<<Preside, Astariti non è bravo, Astariti è un “primo della classe”. Astariti non c’ha i capelli tagliati alla mohicana, non si veste come il figlio di uno spacciatore, non si mette le scarpe del fratello che puzzano. Astariti è pulito, perfetto. Interrogato, si dispone al lato della cattedra senza libri, senza appunti, senza imbrogli. Ripete la lezione senza pause: tutto quello che mi è uscito di bocca, tutto il fedele rispecchiamento di un anno di lavoro! Alla fine gli metto 8, ma vorrei tagliarmi la gola! […] Astariti è la dimostrazione evidente che la scuola italiana funziona solo con chi non ne ha bisogno!>>
Tratto dal film La scuola di Daniele Luchetti
Ho deciso di presentare domanda di Servizio Civile sulla scia di una curiosità, per lungo tempo rimandata, e delle mie prime esperienze lavorative.
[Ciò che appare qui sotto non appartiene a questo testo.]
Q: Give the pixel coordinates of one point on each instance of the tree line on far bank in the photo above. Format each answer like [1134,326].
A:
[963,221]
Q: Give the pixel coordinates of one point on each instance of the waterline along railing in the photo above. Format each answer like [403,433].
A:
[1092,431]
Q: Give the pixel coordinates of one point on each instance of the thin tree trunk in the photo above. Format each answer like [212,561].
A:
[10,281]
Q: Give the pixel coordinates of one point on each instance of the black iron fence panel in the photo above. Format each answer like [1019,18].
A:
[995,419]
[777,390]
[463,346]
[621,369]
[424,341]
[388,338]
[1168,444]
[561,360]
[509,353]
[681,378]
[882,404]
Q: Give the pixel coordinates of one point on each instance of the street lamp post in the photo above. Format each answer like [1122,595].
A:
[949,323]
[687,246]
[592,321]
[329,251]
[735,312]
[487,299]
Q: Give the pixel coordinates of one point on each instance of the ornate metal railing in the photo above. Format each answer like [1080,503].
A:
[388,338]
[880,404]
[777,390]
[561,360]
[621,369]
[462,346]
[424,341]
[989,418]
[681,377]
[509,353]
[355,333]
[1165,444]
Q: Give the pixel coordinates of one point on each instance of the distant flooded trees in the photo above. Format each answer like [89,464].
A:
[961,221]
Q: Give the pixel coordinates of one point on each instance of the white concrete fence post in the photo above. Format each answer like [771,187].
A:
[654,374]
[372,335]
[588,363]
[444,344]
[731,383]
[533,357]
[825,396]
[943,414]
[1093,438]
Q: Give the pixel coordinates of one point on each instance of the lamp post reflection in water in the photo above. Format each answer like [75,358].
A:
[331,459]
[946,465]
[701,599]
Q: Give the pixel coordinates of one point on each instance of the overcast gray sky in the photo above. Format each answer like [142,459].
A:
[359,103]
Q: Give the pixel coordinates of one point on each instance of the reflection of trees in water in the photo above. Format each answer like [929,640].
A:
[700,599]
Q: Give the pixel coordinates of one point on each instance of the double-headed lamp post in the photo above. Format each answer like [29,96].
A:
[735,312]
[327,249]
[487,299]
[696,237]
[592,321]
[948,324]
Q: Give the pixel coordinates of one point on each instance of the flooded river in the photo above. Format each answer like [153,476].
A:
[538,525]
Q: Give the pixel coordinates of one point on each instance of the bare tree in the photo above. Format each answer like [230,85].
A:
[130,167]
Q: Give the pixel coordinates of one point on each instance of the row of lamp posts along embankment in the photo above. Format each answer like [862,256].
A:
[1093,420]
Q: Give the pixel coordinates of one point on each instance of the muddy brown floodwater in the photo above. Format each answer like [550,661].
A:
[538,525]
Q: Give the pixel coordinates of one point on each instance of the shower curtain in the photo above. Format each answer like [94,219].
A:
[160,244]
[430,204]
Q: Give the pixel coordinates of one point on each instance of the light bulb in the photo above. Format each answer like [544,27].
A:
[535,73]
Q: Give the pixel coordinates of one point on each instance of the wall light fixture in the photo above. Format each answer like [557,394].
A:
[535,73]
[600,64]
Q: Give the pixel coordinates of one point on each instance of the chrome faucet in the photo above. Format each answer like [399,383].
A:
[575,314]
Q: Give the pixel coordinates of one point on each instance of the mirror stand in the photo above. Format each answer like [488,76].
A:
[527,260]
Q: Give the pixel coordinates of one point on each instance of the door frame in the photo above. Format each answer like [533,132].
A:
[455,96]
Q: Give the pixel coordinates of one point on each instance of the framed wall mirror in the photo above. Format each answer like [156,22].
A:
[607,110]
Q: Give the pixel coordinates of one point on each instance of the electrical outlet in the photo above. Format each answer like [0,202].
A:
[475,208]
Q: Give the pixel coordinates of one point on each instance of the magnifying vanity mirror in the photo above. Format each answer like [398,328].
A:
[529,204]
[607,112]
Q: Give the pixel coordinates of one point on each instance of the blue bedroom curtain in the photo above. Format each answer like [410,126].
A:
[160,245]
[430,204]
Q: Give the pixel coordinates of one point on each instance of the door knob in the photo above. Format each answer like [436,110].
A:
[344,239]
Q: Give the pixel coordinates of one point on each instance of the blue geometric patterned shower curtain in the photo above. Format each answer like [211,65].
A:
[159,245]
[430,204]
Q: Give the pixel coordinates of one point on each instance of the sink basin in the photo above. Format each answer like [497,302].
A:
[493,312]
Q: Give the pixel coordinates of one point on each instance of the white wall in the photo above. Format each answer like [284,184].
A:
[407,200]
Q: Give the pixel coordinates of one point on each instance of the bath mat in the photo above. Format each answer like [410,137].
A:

Sono una psicologa e, da Settembre 2017, una volontaria presso la scuola media Anna Frank di Cesena.
La mia formazione universitaria, principalmente orientata alla psicologia clinica dell’età adulta, mi aveva permesso di avere un contatto minimo con il mondo della scuola e delle problematiche ad essa connesse ma, un pò per caso, le circostanze della vita hanno colmato questa lacuna. Nell’Ottobre 2016, ho iniziato ad affiancare alunni con disturbi dell’apprendimento nello svolgimento dei compiti presso un servizio specialistico di doposcuola. All’interno di questa cornice, il Servizio civile, di cui avevo tanto sentito parlare, si è prospettato come un’importante opportunità per approfondire e dare continuità all’occasione che avevo avuto.
La mia struttura, che si trova nel quartiere di S.Egidio, è il nodo centrale di un complesso di tre sedi, crocevia di storie e diversità. E’ sufficiente trascorrere del tempo nelle classi per rendersi conto delle tante differenze, culturali, personali e apprenditive, che un insegnante è impegnato a fronteggiare e valorizzare. In un contesto così colorato e dinamico, la mia attività quotidiana è parallela e di supporto a quella degli insegnanti. Con loro, infatti, viene concordato il lavoro che svolgo in piccoli gruppi di studio, formati da studenti con disturbi dell’apprendimento, disabilità e, in parte, alunni stranieri in fase di prima alfabetizzazione. All’interno di questi piccoli gruppi di studio, eterogenei per quanto riguarda le risorse e le difficoltà degli alunni coinvolti, cerchiamo di approcciarci ai contenuti scolastici nel modo che possa essere più utile ad ognuno di loro. I gruppi di studio rappresentano una parentesi dentro la quale confrontarsi, ragionare secondo i tempi di cui ciascuno ha bisogno, sviluppare strategie per potenziare l’apprendimento ma, soprattutto, per esprimersi.
Con piacere e stupore, ho scoperto un mondo completamente nuovo rispetto agli anni in cui io stessa passavo le mie mattine dietro ai banchi. Ho scoperto una scuola sensibile alle storie di vita dei suoi alunni, prima ancora che alle loro prestazioni. Una scuola in cui io ho subito appreso la lezione più significativa, ossia permettere che i ragazzi potessero esprimersi in un clima di accettazione e arricchimento reciproco, in cui insegnare è spesso secondario ad educare. In questa scuola focalizzata sull’evoluzione dei suoi studenti, e quindi sulla loro umanità oltre che sulla loro competenza, ho trovato spazio anche per la mia, di evoluzione. Con un pò di presunzione, allora, vorrei dire che la scuola italiana non funziona solo con chi non ne ha bisogno, come recita lo stralcio di copione che ho riportato. La scuola italiana può funzionare con chiunque vi operi dentro: con un ragazzo che arriva disorientato da un paese lontano, con uno studente che vede lettere e numeri incerti lì a traballare tra righe e quadretti, con professori pieni di dedizione ma anche curvi per la stanchezza che il loro mandato comporta…e con una semplice volontaria, che ogni giorno può attribuire valore al suo tempo, migliorare e nutrire la sana speranza in un mondo più autentico in futuro.